Military analysts in the region aren't sure how much help Ansar is getting from Iranian officials. Tehran gave at least tacit support to the group before expelling Krekar in 2002 as a conciliatory gesture to Washington. Now Iranian police stage frequent sweeps of the border towns, arresting and quietly expelling any members of the group they catch. Nevertheless, some of those expelled have been given weapons upon departure, and some continue to use Iran as a sanctuary. "It's not like Ansar has set up an office in Tehran. It wouldn't be good for the Iranian government to be linked with them," says Sgt. Bill Fleck, 33, a member of the 101st Airborne Division who has interviewed numerous detainees. "But it seems like the Iranians have decided to contain them near the border."

That's as much as the group needs to continue its operations. Mariwan Hussein, 20, spent about four months hiding out with other Ansar members there after the Americans drove them out of Iraq. His superiors sent him to join four other fighters at a house in the border town of Marivan.
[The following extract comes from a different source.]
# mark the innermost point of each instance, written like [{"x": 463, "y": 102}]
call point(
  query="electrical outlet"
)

He says there were as many as 30 such houses in town, some holding 10 or 15 members. Plainclothes agents raided his house one day and arrested four other Ansar members, but Hussein got away. He says he changed houses three times to avoid arrest before his superiors sent him back to Iraq in late August. Kurdish security officials caught him with a crate of pistols on --Aug. 24. During the interview with NEWSWEEK he giggled wildly, then stopped himself. "Ansar fighters aren't afraid of anything," he declared, staring straight ahead.

That's what their leaders say. Yet Sangar Mansur, 19, found out they were lying. He lived with his father and two sisters in Biyara, a village near the Iranian border, when Ansar fighters arrived in the fall of 2001. The group's Taliban-style restrictions were harsh: no smoking, no jeans, no music. The punishment for drinking was 100 lashes. But when Mansur was invited to join the group, he accepted. "It was hard to say no," he says. "I'm the eldest son, and joining Ansar made life easier for my family." He grew his hair and beard to blend in with the other fighters, who included not only Iraqi Kurds but Saudis, Turks, Afghans, Iranian Kurds and Chechens. Still, he noticed that the foreigners rarely mixed with the Kurds--a habit that was driven home when the Americans started bombing. The Arab leaders ordered the Kurds to stand and fight. Then they fled. Mansur turned himself in to Kurdish authorities. He says he's sorry he had anything to do with Ansar: "It was a big mistake."

Mahmud doesn't claim to be sorry. When he stumbled down the snowy mountainside, Iranian border guards packed him off to a detention cell with more than 100 other Ansar fighters. A few days later he was driven to a military hospital where surgeons spent two hours working to repair his knee. Two weeks later the Iranians took him and roughly 300 other Ansar men back to the Iraqi border. The fighters were given weapons, blankets, food and a warning: "Don't come back." As he started toward home, he could see some members of the group doubling back, following other mountain trails into Iran. The border guards watched without trying to stop them. Mahmud didn't get far before a Kurdish patrol picked him up. He says he was headed home to see his wife. His captors say he was sent back to Iraq on a suicide mission. If so, he's safely behind bars now. But hundreds of fighters like him are not.